# Load the tidyverse packages
suppressMessages({
  suppressWarnings({
    library(tidyverse)
  })
})

Likelihood

Recall in lecture how we defined the likelihood function: for a random vector \(X = (X_{1},\ldots,X_{n})\) whose joint distribution depends on parameter \(\theta = (\theta_{1},\ldots,\theta_{p})\), the likelihood function is the joint density/mass function of \(X\) treated as a function of \(\theta\) for fixed \(X\): \[ L(\theta | X) = f(x ; \theta) \] The most common case is where \(X\) represents an IID random sample of a single random variable; the joint density and hence the likelihood is a product of the marginal densities of \(X_{i}\), which are all the same: \[ L(\theta|X) = \prod_{i=1}^{n}f(x_{i};\theta) \] For computational and theoretical reasons, we said we would work primarily with the log-likelihood, \[ \ell(\theta) = \log{L(\theta)} \overset{IID}{=} \sum_{i=1}^{n}\ell_{i}(\theta) \] What does it mean, “for fixed \(X\)”? Every time we take a random sample \(x = (x_{1},\ldots,x_{n})\), we get a different log-likelihood function. This is the point: the likelihood describes the relative frequency with which each value of \(\theta\) would have generated the observed data, in repeated sampling from a population with true parameter eqaul to \(\theta\). Values of \(\theta\) that give higher likelihoods would generate the observed data more frequently- and hence are said to be more likely to have generated the observed data.

Examples

Bernoulli(\(\theta\))

Let’s take a look at this empirically. First we generate a single sample of size \(n = 5\) from a \(Bern(\theta)\) distribution, with \(\theta_{0} = 0.5\) as the true value, and plot the log-likelihood. The log-likelihood for these data is \[ \ell(\theta) = \sum_{i=1}^{n}x_{i} \log{\theta} + \left( n - \sum_{i=1}^{n}x_{i} \right)\log\left( 1 - \theta \right) \]

set.seed(423798)
n <- 5
thetatrue <- 0.5
samp <- rbinom(n,1,thetatrue)
cat("Actual generated sample: ",samp,"\n")
## Actual generated sample:  1 1 0 0 0
# Plot the log-likelihood
bern_ll <- function(theta,x) {
  sum(x)*log(theta) + (length(x) - sum(x)) * log(1 - theta)
}

data_frame(theta = seq(.01,.99,by=.01),
           ll = bern_ll(theta,x = samp)) %>%
  ggplot(aes(x = theta,y = ll,group = 1)) +
  theme_classic() +
  geom_line() +
  geom_vline(xintercept = mean(samp),colour = "purple") +
  geom_vline(xintercept = thetatrue,colour = "red") +
  scale_x_continuous(breaks = seq(0,1,by=.1)) +
  scale_y_continuous(breaks = seq(0,-15,by=-1)) +
  labs(title = "Bernoulli Log-Likelihood for 5 Simulated Coin Flips",
       subtitle = "Red line = true prob. of heads, purple line = maximum likelihood estimate",
       x = "Theta (prob. of heads)",
       y = "Log Likelihood")

Again: the likelihood for a given value of \(\theta\) is the relative frequency with which that value of \(\theta\) would have generated the data we observed. We are free to interpret “the data we observed” through the value of a sufficient statistic- as discussed last lecture and this lecture, the likelihood depends on the observed data only through a function of such a statistic. In our case, \(T(X) = \sum_{i=1}^{n}X_{i}\), the number of heads, is a sufficient statistic. So we ask: with what frequency would each value of \(\theta\) generate two heads in five flips of a coin?
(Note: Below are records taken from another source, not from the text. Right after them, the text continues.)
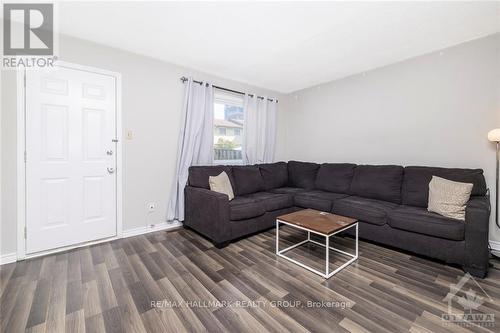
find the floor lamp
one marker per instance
(494, 136)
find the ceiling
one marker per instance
(283, 46)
We can simulate this for each value of \(\theta\), and plot the resulting curve. Note to get the actual numbers on the y-axis to be the same, we need to adjust for the normalizing constant. This won’t affect the shape of the curve, since it’s not a function of \(\theta\). In practice this isn’t an issue because we interpret only relative values of likelihoods (or differenes of log-likelihoods).
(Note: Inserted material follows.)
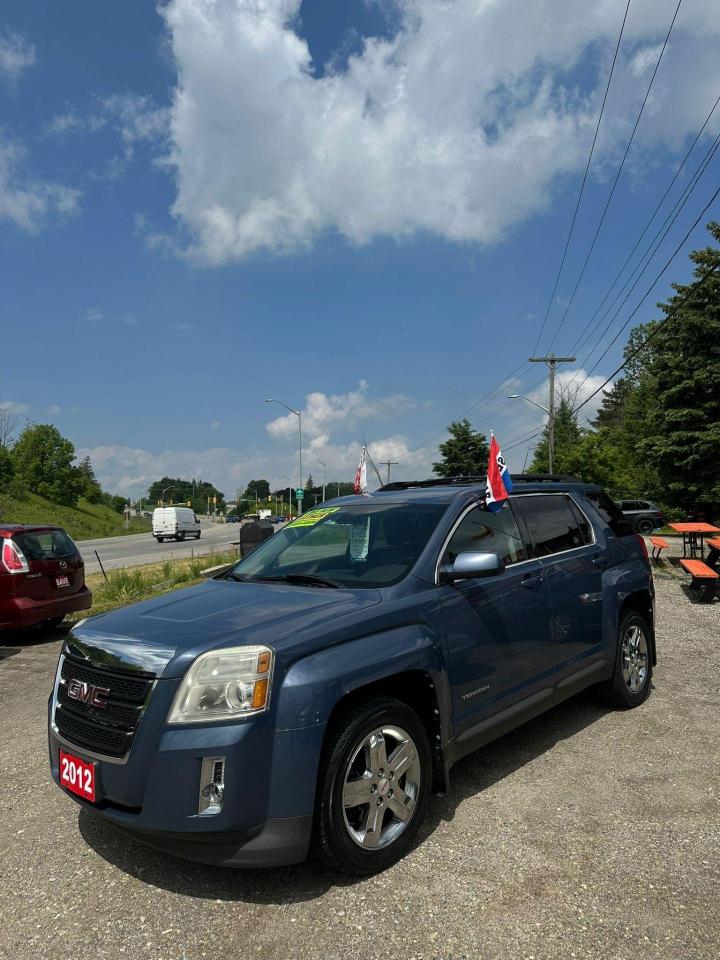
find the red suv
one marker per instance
(42, 576)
simulate_flips <- function(theta,n=5,sumx=2) {
  # Simulate a bunch of experiments with n flips of a coin with P(heads) = theta
  # Return the log of the relative frequency with which the number of heads equals sumx
  B <- 1000 # Number of simulations to do
  experiment_has_two_heads <- numeric(B) # Record whether the experiment has two heads
  for (b in 1:B) {
    experiment_has_two_heads[b] <- as.numeric(sum(rbinom(n,1,theta)) == sumx)
  }
  
  log(mean(experiment_has_two_heads)) - log(choose(n,sumx))
}

simulate_flips(.5)
## [1] -3.405205
# Vectorized version of the simulate function
simulate_flips_v <- function(theta,n=5,sumx=2) {
  out <- numeric(length(theta))
  for (i in 1:length(theta)) {
    out[i] <- simulate_flips(theta[i],n,sumx)
  }
  out
}
# Perform the simulation for various values of theta and plot:
data_frame(theta = seq(.01,.99,by=.01),
           ll = simulate_flips_v(theta)) %>%
  ggplot(aes(x = theta,y = ll,group = 1)) +
  theme_classic() +
  geom_line() +
  geom_vline(xintercept = mean(samp),colour = "purple") +
  geom_vline(xintercept = thetatrue,colour = "red") +
  scale_x_continuous(breaks = seq(0,1,by=.1)) +
  scale_y_continuous(breaks = seq(0,-15,by=-1)) +
  labs(title = "Bernoulli Empirical Log-Likelihood for 5 Simulated Coin Flips",
       subtitle = "Relative frequency with which each value of theta generated a sample of 2 heads in 5 flips",
       x = "Theta (prob. of heads)",
       y = "Empirical Log Likelihood")

We can do even better than this by realizing that we don’t need to estimate each individual likelihood function using independent samples at various values of the parameters; we can sample one dataset from all the values of the parameters simultaneously! How? Recall the inverse CDF transform: if \(U\sim\Unif(0,1)\), then \(F^{-1}(U)\sim F\). We can sample a single dataset of size \(n\) from a \(Unif(0,1)\) distribution, and transforom it multiple times, once for each parameter value we want to plot.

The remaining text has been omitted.